Capisco che forse dovremmo ragionare bene su tali rischi
di frammentazione, su quanto essi siano il frutto di quella
che tutti abbiamo nominato in quest'aula, cioè la transizione,
su cui forse bisognerebbe a volte spendere qualche parola più
nel merito, più analitica, altrimenti si tratta di una specie
di grande feticcio, di incognita su cui tutti concordiamo, ma
non capiamo mai di cosa si tratta.
Questa frammentazione spesso è il frutto di antiche
pulsioni trasformistiche e gattopardesche del ceto politico e
del maremoto che ha sconvolto la società italiana.

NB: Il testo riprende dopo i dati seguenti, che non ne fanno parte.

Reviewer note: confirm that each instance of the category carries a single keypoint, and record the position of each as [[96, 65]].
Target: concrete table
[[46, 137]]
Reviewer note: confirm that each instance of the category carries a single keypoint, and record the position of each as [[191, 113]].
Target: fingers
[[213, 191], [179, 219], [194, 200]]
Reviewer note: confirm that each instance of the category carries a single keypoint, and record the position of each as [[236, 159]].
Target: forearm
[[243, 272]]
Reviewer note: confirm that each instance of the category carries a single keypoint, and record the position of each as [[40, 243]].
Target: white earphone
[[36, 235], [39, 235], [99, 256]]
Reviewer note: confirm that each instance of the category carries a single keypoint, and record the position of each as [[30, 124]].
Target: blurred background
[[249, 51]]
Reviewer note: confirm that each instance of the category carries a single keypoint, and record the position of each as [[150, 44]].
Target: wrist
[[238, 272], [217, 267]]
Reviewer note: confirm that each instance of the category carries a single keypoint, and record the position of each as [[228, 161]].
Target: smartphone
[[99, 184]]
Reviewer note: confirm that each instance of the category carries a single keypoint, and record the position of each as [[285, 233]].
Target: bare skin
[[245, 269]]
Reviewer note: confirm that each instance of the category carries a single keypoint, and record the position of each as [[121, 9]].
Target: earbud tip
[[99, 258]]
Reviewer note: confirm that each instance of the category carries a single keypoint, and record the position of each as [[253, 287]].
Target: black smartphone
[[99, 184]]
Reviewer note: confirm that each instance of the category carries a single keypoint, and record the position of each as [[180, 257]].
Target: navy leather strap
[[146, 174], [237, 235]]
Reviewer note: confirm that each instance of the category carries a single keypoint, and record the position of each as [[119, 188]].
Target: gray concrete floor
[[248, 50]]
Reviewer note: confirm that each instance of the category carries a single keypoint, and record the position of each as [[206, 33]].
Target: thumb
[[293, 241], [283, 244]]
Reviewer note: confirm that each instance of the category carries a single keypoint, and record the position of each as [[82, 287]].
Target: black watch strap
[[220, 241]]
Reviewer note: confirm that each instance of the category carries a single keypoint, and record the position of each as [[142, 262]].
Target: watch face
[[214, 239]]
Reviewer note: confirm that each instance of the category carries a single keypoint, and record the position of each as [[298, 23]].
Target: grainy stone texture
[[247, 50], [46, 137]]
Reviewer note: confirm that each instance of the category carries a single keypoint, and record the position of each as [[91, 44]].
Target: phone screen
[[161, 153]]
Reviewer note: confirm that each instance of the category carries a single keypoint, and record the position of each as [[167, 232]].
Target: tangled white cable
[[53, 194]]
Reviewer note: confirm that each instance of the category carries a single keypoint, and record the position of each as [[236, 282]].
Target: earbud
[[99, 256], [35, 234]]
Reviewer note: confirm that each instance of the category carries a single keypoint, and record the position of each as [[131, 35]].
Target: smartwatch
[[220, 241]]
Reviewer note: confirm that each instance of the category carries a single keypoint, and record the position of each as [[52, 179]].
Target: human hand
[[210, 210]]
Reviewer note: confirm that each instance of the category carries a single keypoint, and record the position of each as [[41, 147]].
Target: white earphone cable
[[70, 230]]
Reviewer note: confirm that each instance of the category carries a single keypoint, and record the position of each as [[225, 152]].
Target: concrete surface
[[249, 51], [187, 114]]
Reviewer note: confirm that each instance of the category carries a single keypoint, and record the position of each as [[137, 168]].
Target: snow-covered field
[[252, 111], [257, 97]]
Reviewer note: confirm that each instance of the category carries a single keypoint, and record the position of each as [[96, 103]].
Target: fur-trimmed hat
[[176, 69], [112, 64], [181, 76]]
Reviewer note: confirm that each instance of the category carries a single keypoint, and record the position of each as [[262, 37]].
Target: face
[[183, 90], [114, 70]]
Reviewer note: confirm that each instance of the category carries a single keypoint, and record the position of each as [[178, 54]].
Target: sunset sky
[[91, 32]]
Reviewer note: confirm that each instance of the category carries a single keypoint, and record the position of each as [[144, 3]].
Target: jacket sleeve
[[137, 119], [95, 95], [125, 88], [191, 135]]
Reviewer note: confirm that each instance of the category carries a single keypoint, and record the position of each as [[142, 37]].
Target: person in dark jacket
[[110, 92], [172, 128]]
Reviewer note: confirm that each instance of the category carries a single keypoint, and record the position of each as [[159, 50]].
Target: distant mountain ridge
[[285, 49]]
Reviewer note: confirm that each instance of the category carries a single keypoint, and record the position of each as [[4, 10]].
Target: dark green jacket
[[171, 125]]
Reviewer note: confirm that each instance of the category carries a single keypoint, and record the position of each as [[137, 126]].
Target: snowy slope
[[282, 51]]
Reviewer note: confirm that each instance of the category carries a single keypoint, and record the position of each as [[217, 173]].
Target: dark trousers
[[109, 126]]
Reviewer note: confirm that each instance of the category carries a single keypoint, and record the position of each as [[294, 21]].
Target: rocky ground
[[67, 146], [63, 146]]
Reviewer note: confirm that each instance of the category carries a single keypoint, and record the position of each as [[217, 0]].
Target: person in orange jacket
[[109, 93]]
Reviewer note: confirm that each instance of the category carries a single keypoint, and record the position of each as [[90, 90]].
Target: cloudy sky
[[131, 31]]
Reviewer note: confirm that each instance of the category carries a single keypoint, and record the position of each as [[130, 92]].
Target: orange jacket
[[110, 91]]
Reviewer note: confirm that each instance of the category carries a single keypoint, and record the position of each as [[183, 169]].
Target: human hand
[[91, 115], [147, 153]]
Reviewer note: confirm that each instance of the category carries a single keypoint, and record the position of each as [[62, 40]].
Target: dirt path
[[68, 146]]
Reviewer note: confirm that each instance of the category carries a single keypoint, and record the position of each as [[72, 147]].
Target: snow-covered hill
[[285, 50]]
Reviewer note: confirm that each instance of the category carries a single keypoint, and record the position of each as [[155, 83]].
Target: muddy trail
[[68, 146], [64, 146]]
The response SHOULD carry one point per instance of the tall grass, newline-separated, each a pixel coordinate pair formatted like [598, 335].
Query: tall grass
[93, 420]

L'onorevole Calderisi ha pronunciato questa frase: "Per
risolvere i nostri problemi dobbiamo guardare avanti". Credo
che ciò non sia corretto: per risolvere i nostri problemi
dobbiamo guardare avanti ed anche indietro. Bisogna sempre
guardare indietro, anche correndo il rischio di essere
trasformati in una statua di sale.
Dobbiamo guardare indietro, a quel punto fondamentale che
è il luogo da cui sgorga la legittimazione del Parlamento e di
questa Assemblea, cioè il voto, il processo elettorale. In
questo caso, siamo legittimati da una vicenda che si è
consumata il 21 aprile 1996 e dobbiamo riferirci a quel fatto
della realtà, cancellando il quale le nostre parole sulla
democrazia e sulla rappresentanza rischiano di essere danze
macabre di formalismo: è rispetto a ciò che si determina la
ferita al principio di rappresentanza in quest'aula.